Runtime Structure for DCR
DCR (Device Credentials Repository) will be accessed by other applications including RME, PIX MC, IOS MC. DCR will run as a daemon. Therefore, it can be placed under $NMSROOT/lib/server/ or $NMSROOT/objects/server or $NMSROOT/lib/server/dcrserver/dcrserver.jar
DCR Server jar will include OGS and CTM files.
Runtime Structure for CMIC
CMIC provides access mechanism through well-defined APIs that are part of the library files. All components or applications access CMIC using library files. The CMIC registry (database) access is taken care by library files and is transparent to the component users. Therefore, CMIC.jar will be placed under $NMSROOT/MDC/tomcat/lib/apps for applications to use.

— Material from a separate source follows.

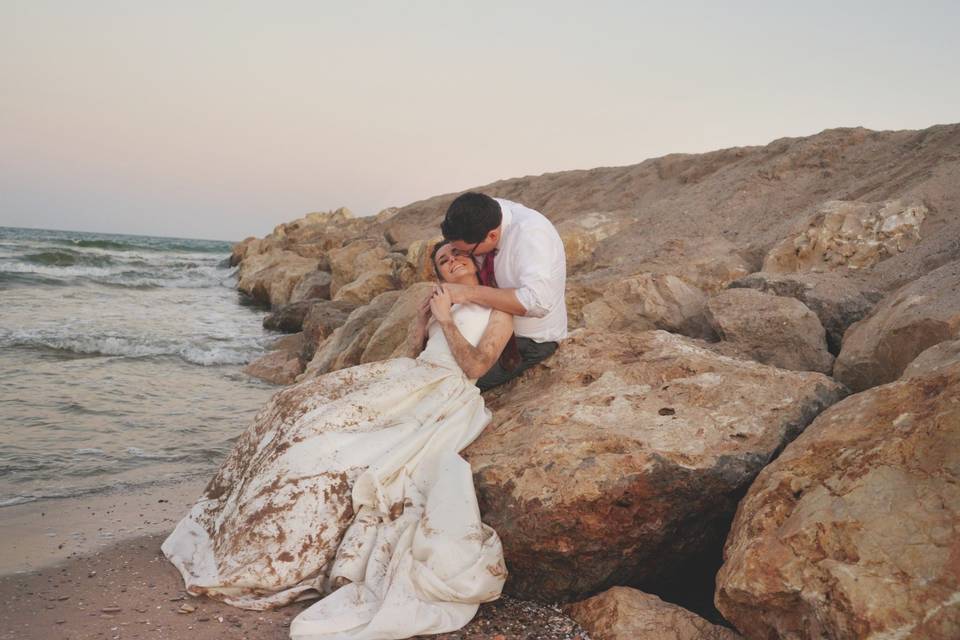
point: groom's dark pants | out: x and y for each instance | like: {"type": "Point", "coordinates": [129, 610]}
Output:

Runtime Structure for Device Center
Device Center will be a webapp under Tomcat: $NMSROOT/MDC/tomcat/webapps/devicecenter/
JSP files related to Device Center will be placed under:
•$NMSROOT/MDC/tomcat/webapps/devicecenter/screens/devicecenter
All Action and Form bean classes are placed under:
•$NMSROOT/MDC/tomcat/webapps/devicecenter/WEB-INF/classes/com/cisco/nm/cmf//devicecenter/ui
/action directory will contain CMIC UI related action classes
/form directory will contain CMIC UI related form bean classes
Implications of HTML Based Login
The previous applet-based login panel was a bottleneck in terms of the time it took to load the login page and for the username and password fields to appear. The applet-based login used the heavyweight JAAS GUI mechanism to render the login panel. There was a lot of customer feedback asking for a reduction in the time taken for the login panel to appear.
For these reasons, the JAAS GUI mechanism was discarded and a simple HTML-based login panel, generated via a JSP page, was substituted. A JSP page is required to render the login panel based on the login module that is selected. Eliminating the JAAS GUI mechanism and the SPS transport eliminated a bulky set of classes from the login panel.
To ensure secure transport of the login credentials, CWCS must use SSL while submitting login information. The applet-based login panel used a proprietary secure-transport mechanism called SPS (Secured Packet Stream) that did not require SSL. But for HTML login, the SSL port is open in non-SSL mode also, to accept login requests. The HTML login panel requires the SSL port to be always open. This means that an SSL certificate must be generated for the CWCS Web Server at install time.
However, asking the user for certificate information twice is not acceptable, so the Core Apache install script has been changed to generate a certificate for CWCS.